Gal dá o melhor de si. Tímida, tenta sustentar o papel de celebridade e, ao mesmo tempo, dele se desvencilhar. Também ela oscila entre a glória e a verdade. Também ela está dividida. Como eu poderia traí-la?
A mesma atmosfera de cumplicidade se repete em nosso terceiro encontro. Escondida em algum escaninho de minha mente, a maldita pergunta, no entanto, ferve.

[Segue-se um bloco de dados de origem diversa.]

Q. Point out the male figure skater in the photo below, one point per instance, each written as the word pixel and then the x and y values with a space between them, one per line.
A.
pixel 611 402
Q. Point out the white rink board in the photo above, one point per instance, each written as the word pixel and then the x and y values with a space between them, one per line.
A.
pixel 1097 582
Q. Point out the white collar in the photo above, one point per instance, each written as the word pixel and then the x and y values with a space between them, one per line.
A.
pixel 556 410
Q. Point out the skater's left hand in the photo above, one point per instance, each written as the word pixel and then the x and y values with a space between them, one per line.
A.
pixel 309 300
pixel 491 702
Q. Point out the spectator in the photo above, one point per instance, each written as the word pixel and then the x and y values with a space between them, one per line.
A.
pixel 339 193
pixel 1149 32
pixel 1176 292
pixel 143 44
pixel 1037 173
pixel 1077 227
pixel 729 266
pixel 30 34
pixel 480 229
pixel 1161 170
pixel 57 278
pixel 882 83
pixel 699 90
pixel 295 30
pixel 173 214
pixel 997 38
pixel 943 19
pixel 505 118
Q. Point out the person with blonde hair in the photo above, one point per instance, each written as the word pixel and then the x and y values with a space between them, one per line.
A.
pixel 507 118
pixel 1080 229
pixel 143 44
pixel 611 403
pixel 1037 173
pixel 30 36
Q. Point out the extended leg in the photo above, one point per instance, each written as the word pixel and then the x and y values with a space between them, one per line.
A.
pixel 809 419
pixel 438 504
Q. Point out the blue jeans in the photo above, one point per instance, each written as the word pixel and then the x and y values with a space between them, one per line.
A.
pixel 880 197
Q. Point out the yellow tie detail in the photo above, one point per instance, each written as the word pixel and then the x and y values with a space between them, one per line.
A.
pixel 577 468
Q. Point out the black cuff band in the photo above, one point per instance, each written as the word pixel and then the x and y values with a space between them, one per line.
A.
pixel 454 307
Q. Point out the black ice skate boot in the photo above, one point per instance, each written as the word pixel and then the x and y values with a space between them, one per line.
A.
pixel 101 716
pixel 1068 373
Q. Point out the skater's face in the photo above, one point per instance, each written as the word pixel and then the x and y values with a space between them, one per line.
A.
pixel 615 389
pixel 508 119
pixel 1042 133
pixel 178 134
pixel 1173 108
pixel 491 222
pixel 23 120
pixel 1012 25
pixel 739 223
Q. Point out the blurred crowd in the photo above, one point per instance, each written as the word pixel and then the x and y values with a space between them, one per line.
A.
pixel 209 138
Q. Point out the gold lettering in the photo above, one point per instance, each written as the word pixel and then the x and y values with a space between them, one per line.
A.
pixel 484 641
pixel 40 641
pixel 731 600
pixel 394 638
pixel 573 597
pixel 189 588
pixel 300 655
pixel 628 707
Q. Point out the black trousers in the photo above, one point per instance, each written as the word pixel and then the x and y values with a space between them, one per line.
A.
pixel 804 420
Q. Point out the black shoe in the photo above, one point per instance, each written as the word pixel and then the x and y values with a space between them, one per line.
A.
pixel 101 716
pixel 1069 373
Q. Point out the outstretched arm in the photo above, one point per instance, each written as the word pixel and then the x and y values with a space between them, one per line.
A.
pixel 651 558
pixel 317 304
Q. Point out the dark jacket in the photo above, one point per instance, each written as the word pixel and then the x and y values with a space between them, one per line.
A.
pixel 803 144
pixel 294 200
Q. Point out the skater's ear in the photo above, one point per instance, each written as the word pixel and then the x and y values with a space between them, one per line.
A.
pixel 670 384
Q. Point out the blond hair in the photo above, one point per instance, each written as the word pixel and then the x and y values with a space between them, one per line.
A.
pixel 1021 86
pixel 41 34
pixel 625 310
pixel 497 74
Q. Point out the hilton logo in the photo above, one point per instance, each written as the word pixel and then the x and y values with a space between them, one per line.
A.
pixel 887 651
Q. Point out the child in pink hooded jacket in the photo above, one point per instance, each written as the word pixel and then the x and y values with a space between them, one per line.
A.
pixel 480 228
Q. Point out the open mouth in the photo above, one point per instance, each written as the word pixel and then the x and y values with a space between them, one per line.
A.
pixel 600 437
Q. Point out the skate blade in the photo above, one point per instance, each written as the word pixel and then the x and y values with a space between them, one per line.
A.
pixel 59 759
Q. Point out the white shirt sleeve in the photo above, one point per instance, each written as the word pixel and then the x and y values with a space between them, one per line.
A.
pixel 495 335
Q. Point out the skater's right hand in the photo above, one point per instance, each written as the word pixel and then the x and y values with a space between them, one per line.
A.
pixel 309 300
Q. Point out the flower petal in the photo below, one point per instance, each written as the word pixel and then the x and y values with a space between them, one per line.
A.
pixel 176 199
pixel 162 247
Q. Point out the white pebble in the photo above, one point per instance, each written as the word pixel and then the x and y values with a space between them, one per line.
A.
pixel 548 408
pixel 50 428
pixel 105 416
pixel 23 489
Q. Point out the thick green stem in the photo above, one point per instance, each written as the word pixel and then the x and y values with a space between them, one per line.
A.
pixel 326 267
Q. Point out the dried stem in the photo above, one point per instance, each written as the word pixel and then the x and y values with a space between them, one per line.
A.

Sei que, apesar de tudo, meu editor me cobrará pela pergunta que não farei. Pois isso já está decidido: eu não farei. Me acusará de desrespeito ao “grande fato”. Talvez à “verdade”. Uma voz malévola me diz: “Não sou um repórter, sou um falsário”. A voz melodiosa de Gal Costa interrompe meus pensamentos: “Bem, parece que já esgotamos todos os assuntos”. Prossegue: “Agora você só volta aqui para um jantar. Eu mesma farei uma sopa de beterrabas. Você gosta?”
Será o dia, enfim, em que ela revidará e se vingará? Me servirá uma sopa envenenada? Será que, desde o início, ela sabe de tudo? Mas como poderia saber? Chego, trêmulo, para nosso encontro de despedida. “Ainda podemos conversar um pouco antes do jantar”, ela sugere. É agora, ou nunca. Será nunca, eu já decidi.
Contudo, no dia seguinte terei que voltar à redação com minha fita cassete vazia. Serei um traidor. Um incompetente. Então me surge uma ideia: e se eu contar tudo a Gal? Desligo o gravador. Tomo coragem e falo. Enquanto falo, ela me ouve perplexa. Depois de ouvir, me pergunta: “Por que você está me contando tudo isso? Por que me conta esse absurdo?”
Cheio de vergonha, digo que preciso de sua ajuda. É simples. Ligarei o gravador e farei a maldita pergunta. Com todas as letras, perguntarei por que ela insiste em esconder sua relação romântica com Pelé. Peço que, em seguida, ela não me poupe. Expresse tudo o que sente: o horror, a raiva, o asco. Depois poderemos jantar em paz. Voltarei à redação no dia seguinte com a maldita pergunta feita. E com a resposta de Gal, nauseada e verdadeira, para apresentar. É o que fazemos. Depois de feito, rimos muito juntos. Cumprimos o papel que esperam de nós. Gal, em nenhum momento, mentiu. Externou seu incômodo verdadeiro. No entanto, agora compreendia que eu era só um representante. Um intermediário entre a pergunta que eu jamais faria e a pergunta que, apesar de tudo, fiz.
Não preciso dizer que a entrevista jamais foi publicada. Gal não entregou à revista o tesouro que os editores esperavam. No lugar do tesouro, lhes deu, mais uma vez, a verdade. Eu também não deixei de cumprir o papel que esperavam de mim. O escândalo estava desmascarado.